Cambodia defends family relocations around the famous Angkor Wat temple complex
The Hindu
The U.N. cultural agency had demanded a response from Cambodian authorities in November after a scathing report from Amnesty International claimed that thousands of families, some that had lived in the area for “several generations,” were being forcibly evicted from around the World Heritage Site as Cambodia seeks to develop the area for tourism.
Cambodia is rejecting allegations it violated international law by evicting people living around its famous Angkor Wat temple complex, saying in a report to UNESCO released Monday that it was only relocating squatters and not residents of more than 100 traditional villages.
The U.N. cultural agency had demanded a response from Cambodian authorities in November after a scathing report from Amnesty International claimed that thousands of families, some that had lived in the area for “several generations," were being forcibly evicted from around the World Heritage Site as Cambodia seeks to develop the area for tourism.
Amnesty questioned Cambodia's assertion that the families were being voluntarily relocated, citing interviews with people who said they had been forced out, while maintaining that resettlement sites lacked adequate water, sanitation and other facilities, and criticizing UNESCO for failing to challenge Cambodian authorities.
Paris-based UNESCO responded that it was “deeply concerned about the allegations" and ordered Cambodia to report on the state of conservation at the Angkor site about a year earlier than previously planned, while urging “them to ensure that any relocation is voluntary.”
The Angkor site sprawls across some 400 square kilometers (155 square miles), containing the ruins of Khmer Empire capitals from the 9th to the 15th centuries, including the temple of Angkor Wat.

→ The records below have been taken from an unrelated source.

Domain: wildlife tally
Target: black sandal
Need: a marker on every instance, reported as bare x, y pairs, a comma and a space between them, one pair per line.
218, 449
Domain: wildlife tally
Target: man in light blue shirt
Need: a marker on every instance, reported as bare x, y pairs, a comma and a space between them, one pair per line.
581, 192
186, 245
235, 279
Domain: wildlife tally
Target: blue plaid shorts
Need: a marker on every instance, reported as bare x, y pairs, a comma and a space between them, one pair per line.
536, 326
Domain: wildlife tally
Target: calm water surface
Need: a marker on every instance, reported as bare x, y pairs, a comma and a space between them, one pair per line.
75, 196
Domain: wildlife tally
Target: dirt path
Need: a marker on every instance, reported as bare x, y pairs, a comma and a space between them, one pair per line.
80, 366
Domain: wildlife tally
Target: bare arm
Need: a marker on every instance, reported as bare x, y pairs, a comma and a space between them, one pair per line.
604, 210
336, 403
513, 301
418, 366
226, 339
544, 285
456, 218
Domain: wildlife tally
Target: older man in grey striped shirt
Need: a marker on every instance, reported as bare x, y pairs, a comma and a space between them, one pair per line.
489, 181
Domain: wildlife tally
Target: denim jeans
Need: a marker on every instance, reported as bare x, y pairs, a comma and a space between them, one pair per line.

UNESCO calls it one of the most important archaeological sites in Southeast Asia, and it is critical to Cambodia’s tourism industry.
In its report to UNESCO, Cambodia argued it was only moving people involved in the “illegal occupation of heritage land,” and not those identified by UNESCO as inhabitants of traditional villages shortly after the Angkor complex's inscription in 1992 as a World Heritage Site.
“At the Angkor heritage site there are 112 villages where people have been living for generations, but there are squatters who have been coming in, and these squatters are the people who are being relocated, not the people living in the traditional villages,” Long Kosal, spokesperson for the Cambodian government body in charge of the Angkor Wat site, told The Associated Press by telephone.